One of the things that we discussed in my recent interview on the Unusual Buddha podcast was that I rarely know what a piece means or what it is about when I’m in the process of making it. For me, the process of writing and making art is just that, a process; a process of observant listening. And even then there is mystery and ambiguity about precisely who or what I am listening to. 


Perhaps, I’m listening for something within myself, hoping to tap into some cavernous reservoir of language and meaning that I have yet to discover otherwise. Perhaps, I’m trying to give voice to the collection of unconscious thoughts and feelings that have never quite seen the dawn of my waking mind. Perhaps, I’m listening to the piece, itself. 

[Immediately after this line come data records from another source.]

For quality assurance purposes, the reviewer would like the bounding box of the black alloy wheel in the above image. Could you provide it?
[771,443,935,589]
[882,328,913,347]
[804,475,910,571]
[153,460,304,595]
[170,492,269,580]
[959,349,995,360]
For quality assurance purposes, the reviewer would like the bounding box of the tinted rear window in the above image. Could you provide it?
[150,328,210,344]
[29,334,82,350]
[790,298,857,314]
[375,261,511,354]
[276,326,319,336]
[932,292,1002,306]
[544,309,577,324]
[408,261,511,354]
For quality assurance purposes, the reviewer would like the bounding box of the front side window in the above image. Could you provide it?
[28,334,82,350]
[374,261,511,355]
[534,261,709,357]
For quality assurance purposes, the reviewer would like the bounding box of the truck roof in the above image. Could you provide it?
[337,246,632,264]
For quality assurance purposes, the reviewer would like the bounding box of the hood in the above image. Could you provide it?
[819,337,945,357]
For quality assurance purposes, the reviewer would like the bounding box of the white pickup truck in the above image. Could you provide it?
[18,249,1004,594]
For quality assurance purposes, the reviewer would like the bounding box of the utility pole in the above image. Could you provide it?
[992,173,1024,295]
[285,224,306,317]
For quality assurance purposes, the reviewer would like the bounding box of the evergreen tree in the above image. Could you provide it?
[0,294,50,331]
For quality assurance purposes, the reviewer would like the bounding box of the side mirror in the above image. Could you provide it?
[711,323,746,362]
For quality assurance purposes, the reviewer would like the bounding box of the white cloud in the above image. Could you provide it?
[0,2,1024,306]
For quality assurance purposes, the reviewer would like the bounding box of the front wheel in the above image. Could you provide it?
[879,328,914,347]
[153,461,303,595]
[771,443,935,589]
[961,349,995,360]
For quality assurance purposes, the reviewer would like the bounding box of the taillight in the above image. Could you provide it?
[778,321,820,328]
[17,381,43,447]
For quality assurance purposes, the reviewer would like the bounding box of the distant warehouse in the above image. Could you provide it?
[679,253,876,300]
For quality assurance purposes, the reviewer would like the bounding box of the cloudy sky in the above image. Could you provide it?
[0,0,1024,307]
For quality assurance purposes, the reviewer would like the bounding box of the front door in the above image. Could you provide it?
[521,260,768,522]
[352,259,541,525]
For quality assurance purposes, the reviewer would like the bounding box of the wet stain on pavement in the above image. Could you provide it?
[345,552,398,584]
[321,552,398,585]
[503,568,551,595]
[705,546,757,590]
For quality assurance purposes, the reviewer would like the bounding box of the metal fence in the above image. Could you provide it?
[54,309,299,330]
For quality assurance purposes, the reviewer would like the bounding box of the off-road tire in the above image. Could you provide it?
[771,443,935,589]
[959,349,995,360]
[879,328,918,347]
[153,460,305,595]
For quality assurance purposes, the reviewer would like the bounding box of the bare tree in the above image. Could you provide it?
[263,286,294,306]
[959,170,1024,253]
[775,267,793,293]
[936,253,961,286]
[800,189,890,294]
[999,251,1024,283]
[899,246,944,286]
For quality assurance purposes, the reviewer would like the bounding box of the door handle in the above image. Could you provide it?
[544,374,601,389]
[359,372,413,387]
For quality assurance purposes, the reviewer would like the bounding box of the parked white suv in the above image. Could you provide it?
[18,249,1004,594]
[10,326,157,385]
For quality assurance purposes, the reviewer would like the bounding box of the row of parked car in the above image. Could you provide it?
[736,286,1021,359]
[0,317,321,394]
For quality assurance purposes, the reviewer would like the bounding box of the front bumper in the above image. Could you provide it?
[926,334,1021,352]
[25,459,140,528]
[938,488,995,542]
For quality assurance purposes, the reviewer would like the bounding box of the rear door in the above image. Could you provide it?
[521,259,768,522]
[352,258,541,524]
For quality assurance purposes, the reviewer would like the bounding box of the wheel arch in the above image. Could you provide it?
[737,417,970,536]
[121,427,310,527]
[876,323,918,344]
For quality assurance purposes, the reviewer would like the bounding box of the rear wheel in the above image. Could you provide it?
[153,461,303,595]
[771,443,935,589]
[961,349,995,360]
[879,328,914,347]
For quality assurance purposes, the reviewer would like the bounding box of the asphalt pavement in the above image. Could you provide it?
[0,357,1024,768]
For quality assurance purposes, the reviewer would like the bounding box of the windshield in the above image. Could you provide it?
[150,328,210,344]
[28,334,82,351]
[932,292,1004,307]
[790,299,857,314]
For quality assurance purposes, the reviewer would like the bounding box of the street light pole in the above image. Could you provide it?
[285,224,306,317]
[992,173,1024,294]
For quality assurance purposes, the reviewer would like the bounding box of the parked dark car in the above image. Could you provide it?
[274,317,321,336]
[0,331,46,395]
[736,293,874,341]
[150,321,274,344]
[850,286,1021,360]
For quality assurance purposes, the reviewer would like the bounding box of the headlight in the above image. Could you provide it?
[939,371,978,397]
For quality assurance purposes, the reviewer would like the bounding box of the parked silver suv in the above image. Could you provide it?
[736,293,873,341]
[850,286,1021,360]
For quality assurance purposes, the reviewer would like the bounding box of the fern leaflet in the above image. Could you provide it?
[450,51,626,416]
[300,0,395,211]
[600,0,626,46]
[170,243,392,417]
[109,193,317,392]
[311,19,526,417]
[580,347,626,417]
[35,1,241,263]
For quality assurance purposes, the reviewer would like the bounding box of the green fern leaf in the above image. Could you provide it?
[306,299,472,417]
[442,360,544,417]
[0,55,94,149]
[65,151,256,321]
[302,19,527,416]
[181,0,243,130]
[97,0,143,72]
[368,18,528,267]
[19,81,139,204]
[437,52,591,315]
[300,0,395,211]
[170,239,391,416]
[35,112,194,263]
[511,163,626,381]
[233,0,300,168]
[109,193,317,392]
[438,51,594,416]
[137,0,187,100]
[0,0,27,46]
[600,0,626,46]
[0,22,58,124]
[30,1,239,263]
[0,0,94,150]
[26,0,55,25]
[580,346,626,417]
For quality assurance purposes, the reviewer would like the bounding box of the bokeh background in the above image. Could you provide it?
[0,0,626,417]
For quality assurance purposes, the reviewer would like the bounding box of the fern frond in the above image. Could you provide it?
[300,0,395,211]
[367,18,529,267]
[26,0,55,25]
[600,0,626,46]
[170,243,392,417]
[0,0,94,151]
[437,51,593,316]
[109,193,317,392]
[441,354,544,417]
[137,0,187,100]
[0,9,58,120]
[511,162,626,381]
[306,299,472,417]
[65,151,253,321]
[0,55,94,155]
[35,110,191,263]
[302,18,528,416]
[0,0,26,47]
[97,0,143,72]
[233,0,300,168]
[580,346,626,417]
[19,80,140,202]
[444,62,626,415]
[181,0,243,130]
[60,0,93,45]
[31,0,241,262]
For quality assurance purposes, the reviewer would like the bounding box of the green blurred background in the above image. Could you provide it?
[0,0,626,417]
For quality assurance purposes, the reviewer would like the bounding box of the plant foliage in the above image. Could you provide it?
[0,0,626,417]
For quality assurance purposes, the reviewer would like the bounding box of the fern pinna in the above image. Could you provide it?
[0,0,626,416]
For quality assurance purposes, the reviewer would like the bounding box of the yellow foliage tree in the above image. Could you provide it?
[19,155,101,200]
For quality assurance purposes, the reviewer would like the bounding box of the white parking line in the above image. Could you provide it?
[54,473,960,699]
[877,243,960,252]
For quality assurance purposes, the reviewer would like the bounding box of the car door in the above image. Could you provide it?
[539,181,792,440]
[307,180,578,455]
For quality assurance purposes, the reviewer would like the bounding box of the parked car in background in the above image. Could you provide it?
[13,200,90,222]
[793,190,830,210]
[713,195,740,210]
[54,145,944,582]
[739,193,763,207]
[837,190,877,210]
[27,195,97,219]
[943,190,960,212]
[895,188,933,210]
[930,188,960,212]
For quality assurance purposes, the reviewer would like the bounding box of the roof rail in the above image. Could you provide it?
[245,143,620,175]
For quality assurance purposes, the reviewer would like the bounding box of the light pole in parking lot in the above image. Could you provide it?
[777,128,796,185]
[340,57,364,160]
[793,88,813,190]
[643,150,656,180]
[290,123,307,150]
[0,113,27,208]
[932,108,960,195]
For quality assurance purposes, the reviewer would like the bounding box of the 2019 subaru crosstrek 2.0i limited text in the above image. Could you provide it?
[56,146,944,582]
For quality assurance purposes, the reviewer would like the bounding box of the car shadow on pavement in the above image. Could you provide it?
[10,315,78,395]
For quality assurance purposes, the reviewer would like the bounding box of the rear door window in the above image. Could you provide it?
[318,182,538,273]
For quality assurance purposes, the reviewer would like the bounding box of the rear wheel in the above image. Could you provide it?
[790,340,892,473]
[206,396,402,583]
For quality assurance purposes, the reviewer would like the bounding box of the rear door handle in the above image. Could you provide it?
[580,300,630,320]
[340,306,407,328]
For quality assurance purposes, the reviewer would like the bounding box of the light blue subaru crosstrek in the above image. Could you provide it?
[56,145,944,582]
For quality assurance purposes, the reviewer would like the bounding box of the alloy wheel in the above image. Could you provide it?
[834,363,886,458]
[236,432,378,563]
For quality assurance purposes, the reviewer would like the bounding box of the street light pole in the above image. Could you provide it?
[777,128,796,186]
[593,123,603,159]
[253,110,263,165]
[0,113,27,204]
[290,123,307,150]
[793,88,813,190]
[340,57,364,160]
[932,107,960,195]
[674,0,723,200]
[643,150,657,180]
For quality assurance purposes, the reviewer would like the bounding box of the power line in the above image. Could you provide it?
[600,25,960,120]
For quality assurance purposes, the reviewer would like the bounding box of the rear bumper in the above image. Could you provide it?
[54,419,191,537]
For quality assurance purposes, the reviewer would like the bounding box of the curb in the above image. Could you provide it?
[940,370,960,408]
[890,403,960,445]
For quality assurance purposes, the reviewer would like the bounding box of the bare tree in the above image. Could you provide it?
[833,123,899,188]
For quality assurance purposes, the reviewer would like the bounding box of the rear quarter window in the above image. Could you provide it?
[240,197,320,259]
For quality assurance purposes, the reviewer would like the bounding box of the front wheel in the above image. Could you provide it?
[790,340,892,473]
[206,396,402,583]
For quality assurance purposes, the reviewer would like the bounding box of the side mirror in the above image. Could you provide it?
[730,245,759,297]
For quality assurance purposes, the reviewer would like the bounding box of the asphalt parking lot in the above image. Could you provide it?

Perhaps, in the moments of making I am mothering a child struggling to convey what it wants to be. I must listen with patience and tender compassion, knowing that it is in my care, but it is not mine to keep. It is it’s destiny to leave, and it is my task to prepare it for the world.


Or, perhaps,  I’m the child and I am being parented by the piece. Perhaps, it is fostering the darkened interstices of my desirous fulfilment, and I must listen attentively to it’s instruction and guidance. This scenario feels right to me. So often my words have been aching to exit and yet, time and again, they have allusively evaded my grasp. It has been the work that has continued to guide me to my words. I have been in search of myself, in search of who I am, and who I still would like to be. Each work has taught me to see myself more clearly and has moved me incrementally closer to the me it believes I can become. I am in it’s care only for a time, before we must depart, and it is it’s mission to make me ready.


Whatever the case may be, the mystery always remains unresolved, and so there must always be trust.